# At My Witts End..............



## stonedeaf (Dec 3, 2008)

I won this Wittnauer on the Bay last month and it was shipped to me from the States on the 25th. So far so good. :yes:

Since then I have won a couple of other small items also from the Staets and they duly arrived - but not the Wittnauer. Emails to the seller confirmed it was shipped OK but was not trackable  Further checks failed to progress matters and the seller was on the verge of starting the paperwork for an Insurance Claim and I was beginning to fear I'd never see it :sadwalk:

Today however I got back from a bike ride to discover it had arrived :clap: :clap: Oh Ye of Little Faith...................










Just check out those hands :drool: I could not remove the crystal as my Lifter could not grip the rapidly sloping sides.

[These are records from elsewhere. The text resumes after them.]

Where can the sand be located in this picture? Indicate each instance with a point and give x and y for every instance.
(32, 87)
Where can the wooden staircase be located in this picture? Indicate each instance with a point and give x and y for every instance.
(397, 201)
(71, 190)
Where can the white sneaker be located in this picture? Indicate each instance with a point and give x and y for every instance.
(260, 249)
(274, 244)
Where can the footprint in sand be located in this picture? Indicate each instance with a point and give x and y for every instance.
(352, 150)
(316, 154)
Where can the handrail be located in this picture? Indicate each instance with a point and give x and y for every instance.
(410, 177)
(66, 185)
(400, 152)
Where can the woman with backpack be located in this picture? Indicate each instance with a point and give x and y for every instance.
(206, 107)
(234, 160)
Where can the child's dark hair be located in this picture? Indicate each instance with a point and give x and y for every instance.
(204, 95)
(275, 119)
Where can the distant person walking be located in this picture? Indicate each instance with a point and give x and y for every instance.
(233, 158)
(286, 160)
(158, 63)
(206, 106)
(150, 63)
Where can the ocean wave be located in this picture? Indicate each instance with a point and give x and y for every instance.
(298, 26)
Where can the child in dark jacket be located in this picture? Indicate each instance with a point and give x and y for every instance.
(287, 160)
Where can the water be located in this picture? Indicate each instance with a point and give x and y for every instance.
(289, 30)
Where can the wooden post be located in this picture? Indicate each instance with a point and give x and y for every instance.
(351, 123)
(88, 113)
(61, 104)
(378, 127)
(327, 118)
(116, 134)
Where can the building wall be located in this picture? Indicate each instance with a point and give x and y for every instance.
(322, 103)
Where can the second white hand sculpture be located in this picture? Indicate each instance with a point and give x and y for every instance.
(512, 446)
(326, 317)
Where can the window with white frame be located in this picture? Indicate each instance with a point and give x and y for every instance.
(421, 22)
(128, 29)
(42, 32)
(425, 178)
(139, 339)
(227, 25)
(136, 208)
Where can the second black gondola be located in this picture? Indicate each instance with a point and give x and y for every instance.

The case is not exactly Pristine I admit - but salvagable I hope










People have given it a real hard time removing the back at various times during its life










But I managed it quite easily with my 3 ft crowbar! 










The case really does look filthy but the movement appears OK and whilst it was described as a non runner I hope it can be sorted without too much hassle.

Soon it will be winging its way to "Electro Watch Nirvana Health Spa" on the south coast for a bit of TLC and restorative recuperation.

I was probably too concerned about the time it took to arrive - having been spoilt by all of my earlier purchases arriving within days of posting. I dare say the Postal Strike here didn't help matters either.

I'm very chuffed with it and can't wait to get it working and back to something nearer it's original condition.

Will post some "after" snaps in due course :cheers:


----------



## Silver Hawk (Dec 2, 2003)

Nice one Barry! :thumbsup:

The dial and hands look very good underneath that poor crystal...you can still buy NOS hands on eBay but the dials often show spotting and patina, but yours looks very clean.

I wouldn't worry too much about the case







. BTW: they are also available NOS on the bay.

The movements are very robust and you have the correct hatched crown.


----------



## jasonm (Nov 22, 2003)

Luuurve the look of these.......

Find me a 42mm case to put that dial and hands in and Ill buy one :bag:


----------



## martinus_scriblerus (Sep 29, 2008)

Good luck with the restoration. I have a large collection of parts at the Brighton Watch Hospital if you need anything for it.

I look forward to seeing the restored watch.


----------



## Sisyphus (Jun 3, 2009)

Better late than never, the old saying goes. The U.S. Postal Service has not done much to inspire confidence lately. Last I read, it was about $3 billion in the red this year.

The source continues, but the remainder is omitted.